「素通り」沖縄北部に観光の目玉 自然体験型テーマパーク「ジャングリア」25日開業

ジャングリア沖縄のシンボルになっている「ジャングリアツリー」=24日、沖縄県今帰仁村(大竹直樹撮影)

世界自然遺産「やんばるの森」に近い沖縄本島北部に25日、沖縄県初の本格的なテーマパーク「JUNGLIA OKINAWA(ジャングリア沖縄)」が開業する。森林と最新技術を融合させた自然体験型のパークで、22のアトラクションや、南国の絶景と一体化した感覚を味わえるスパなどを備える。開業を前に24日、報道関係者らに内部が公開され、前夜セレモニーが行われた。

ジャングルを冒険

那覇空港から車で約1時間半。曲がりくねった山道を進むと突如、やんばるの豊かな自然を舞台にしたパークが現れた。

今帰仁村(なきじんそん)と名護市にまたがるゴルフ場跡地を活用。東京ディズニーランド(51ヘクタール)を上回る60ヘクタールの敷地に約3万7500本の樹木を植え、ジャングルを演出している。

入り口ではパークのシンボル「ジャングリアツリー」が来場者を迎える。木の模様かと思えば、やんばるに生息する飛べない鳥「ヤンバルクイナ」の姿が描かれ、なかなか心憎い演出だ。

パークに一歩入ると、ジャングルを冒険しているような気分を味わえる。迫りくる肉食恐竜からオフロード車で逃げ回るアトラクションをはじめ、大自然の中を滑空したり、気球に乗ったりできるアトラクションなど多種多様で、子供から大人まで楽しめる。

仕掛け人はユニバーサル・スタジオ・ジャパン(USJ、大阪市)の経営をV字回復させたことで知られるマーケティング会社「刀」(同市)代表の森岡毅氏。約700億円が投じられた一大プロジェクトで、玉城デニー知事も「沖縄観光の付加価値の向上につながる」と期待を寄せる。

経済効果15年で6兆円

沖縄は年間約1千万人が訪れる観光立県だが、本島北部はこれまで「素通り観光」と言われ、日帰り利用が多かった。ジャングリアによって宿泊需要なども喚起され、関西大などの推計では経済効果は15年間で約6兆8千億円と見込んでいる。

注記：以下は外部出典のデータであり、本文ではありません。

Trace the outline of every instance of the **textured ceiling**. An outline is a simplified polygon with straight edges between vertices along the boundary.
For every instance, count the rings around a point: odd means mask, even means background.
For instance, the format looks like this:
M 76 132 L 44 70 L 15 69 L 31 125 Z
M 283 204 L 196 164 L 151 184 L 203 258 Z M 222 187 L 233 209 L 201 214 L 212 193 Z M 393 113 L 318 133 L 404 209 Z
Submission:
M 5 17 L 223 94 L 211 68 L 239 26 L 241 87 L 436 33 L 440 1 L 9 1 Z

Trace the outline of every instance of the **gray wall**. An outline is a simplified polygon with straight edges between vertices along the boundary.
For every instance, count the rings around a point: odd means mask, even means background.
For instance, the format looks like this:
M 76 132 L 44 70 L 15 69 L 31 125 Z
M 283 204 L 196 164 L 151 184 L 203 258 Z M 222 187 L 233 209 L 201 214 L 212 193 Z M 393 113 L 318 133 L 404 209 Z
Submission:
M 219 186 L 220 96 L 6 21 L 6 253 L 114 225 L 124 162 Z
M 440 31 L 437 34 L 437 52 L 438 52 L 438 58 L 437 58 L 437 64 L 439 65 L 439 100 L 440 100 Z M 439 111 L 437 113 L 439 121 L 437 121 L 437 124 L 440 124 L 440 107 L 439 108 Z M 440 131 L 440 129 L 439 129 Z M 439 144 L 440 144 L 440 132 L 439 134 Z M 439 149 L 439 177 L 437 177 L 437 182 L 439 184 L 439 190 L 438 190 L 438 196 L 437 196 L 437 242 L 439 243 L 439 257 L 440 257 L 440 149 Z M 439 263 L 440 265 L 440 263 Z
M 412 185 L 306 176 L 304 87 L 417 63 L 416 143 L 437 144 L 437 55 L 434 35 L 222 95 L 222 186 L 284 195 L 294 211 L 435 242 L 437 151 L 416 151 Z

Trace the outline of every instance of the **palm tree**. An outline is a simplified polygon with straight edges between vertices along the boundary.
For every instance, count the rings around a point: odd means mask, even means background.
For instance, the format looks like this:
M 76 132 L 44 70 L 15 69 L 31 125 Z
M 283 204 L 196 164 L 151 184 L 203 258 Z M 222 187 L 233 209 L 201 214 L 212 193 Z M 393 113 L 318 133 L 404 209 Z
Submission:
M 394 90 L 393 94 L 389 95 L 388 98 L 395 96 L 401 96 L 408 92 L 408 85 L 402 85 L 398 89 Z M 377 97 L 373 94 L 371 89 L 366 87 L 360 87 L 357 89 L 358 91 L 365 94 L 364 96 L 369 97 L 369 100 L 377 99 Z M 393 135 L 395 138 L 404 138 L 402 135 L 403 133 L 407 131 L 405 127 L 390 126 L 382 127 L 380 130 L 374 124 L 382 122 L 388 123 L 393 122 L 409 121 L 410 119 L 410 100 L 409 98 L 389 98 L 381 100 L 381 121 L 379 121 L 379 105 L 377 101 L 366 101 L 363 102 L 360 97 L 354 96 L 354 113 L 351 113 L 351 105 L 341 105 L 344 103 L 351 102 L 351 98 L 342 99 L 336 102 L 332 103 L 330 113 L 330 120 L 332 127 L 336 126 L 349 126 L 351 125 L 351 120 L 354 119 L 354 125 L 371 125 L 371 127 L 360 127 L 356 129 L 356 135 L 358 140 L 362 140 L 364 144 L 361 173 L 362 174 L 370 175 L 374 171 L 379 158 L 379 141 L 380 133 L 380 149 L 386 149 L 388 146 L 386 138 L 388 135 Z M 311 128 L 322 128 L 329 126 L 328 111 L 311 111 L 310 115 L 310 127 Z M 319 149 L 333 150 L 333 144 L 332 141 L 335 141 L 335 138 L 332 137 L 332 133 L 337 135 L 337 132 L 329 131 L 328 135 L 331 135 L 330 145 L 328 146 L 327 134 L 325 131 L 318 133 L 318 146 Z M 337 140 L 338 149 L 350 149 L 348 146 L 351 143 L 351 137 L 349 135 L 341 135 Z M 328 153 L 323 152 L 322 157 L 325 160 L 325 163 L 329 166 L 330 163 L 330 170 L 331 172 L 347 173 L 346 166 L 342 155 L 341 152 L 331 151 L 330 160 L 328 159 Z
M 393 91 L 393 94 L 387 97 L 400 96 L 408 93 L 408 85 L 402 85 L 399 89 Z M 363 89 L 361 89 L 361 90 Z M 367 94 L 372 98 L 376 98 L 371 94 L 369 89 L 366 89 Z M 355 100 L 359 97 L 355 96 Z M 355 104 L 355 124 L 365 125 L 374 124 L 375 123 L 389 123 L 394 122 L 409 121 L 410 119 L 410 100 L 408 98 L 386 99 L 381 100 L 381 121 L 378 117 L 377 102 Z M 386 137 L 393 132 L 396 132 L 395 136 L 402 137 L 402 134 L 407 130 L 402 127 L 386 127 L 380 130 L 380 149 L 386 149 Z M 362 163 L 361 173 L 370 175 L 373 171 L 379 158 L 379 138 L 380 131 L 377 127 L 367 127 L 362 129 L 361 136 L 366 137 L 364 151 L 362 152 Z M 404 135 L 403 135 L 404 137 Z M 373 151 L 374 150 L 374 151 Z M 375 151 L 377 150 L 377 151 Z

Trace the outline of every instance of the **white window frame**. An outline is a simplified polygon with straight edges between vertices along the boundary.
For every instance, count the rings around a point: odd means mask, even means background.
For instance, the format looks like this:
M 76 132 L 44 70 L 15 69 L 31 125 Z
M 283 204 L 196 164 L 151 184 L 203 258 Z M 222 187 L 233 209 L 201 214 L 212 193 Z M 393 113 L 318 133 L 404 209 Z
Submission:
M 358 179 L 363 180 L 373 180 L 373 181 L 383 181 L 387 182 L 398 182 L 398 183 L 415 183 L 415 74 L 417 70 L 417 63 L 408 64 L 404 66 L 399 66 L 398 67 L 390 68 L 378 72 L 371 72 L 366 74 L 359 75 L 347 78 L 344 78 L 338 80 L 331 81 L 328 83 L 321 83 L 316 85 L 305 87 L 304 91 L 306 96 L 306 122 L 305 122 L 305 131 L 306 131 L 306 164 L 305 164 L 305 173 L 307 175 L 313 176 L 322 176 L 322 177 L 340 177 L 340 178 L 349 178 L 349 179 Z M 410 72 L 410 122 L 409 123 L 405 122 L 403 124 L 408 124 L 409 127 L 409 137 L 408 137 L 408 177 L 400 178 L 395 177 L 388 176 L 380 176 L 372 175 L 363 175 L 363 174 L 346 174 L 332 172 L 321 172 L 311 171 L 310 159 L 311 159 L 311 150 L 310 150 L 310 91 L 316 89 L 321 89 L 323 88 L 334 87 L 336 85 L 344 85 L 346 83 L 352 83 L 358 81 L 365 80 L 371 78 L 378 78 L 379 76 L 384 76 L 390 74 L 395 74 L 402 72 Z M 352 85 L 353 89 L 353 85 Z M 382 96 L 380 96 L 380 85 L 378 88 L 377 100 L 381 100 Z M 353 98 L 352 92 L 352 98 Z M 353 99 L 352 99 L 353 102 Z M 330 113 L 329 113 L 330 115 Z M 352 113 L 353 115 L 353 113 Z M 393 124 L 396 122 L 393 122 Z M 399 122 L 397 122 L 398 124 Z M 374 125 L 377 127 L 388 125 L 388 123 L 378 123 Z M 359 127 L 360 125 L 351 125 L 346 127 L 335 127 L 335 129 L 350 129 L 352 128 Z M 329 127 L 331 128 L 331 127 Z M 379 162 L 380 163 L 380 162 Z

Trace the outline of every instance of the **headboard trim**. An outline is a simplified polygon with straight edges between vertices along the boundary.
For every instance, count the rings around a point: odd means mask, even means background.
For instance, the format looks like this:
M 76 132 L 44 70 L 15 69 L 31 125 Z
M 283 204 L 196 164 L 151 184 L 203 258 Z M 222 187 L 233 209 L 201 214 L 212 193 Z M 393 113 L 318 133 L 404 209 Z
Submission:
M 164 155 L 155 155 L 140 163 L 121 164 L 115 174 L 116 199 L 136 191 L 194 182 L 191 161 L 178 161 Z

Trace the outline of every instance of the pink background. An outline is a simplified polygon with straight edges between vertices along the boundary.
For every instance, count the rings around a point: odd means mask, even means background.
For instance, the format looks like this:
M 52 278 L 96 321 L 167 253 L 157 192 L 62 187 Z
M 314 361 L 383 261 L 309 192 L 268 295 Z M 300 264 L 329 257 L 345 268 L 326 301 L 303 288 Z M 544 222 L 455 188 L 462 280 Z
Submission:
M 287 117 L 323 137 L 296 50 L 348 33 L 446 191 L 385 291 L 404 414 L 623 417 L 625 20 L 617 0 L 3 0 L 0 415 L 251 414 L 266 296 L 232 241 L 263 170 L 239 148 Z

チケットは国内在住の大人(12歳以上)が6930円。海外在住者は8800円と2割ほど高く設定されているが、開業前にジャングリアを見学した航空・旅行アナリストの鳥海高太朗氏は「他に類似のパークは見当たらず、多くのインバウンド(訪日外国人)を呼び込めるはずだ」と評価する。年間約300万人が訪れる沖縄美ら海水族館(本部町)に並ぶ北部観光の目玉となりそうだ。

ただ、鉄道が走っていないため、多くの観光客は移動手段にレンタカーを利用。地元では周辺道路の渋滞も懸念される。

パーク側は県などと連携し、信号機や右折レーンを新設。空港などとパークを結ぶシャトルバスを運行するほか、敷地内の駐車場を有料の予約制とし、離れた場所の駐車場を無料とするなど混雑の分散化を図っている。

鳥海氏は「ジャングリア成功のカギを握るのは、いかにリピーターに来てもらえるかだ」といい、アトラクション以外の誘客コンテンツが重要だと指摘する。真価が問われるのはこれからだ。(大竹直樹)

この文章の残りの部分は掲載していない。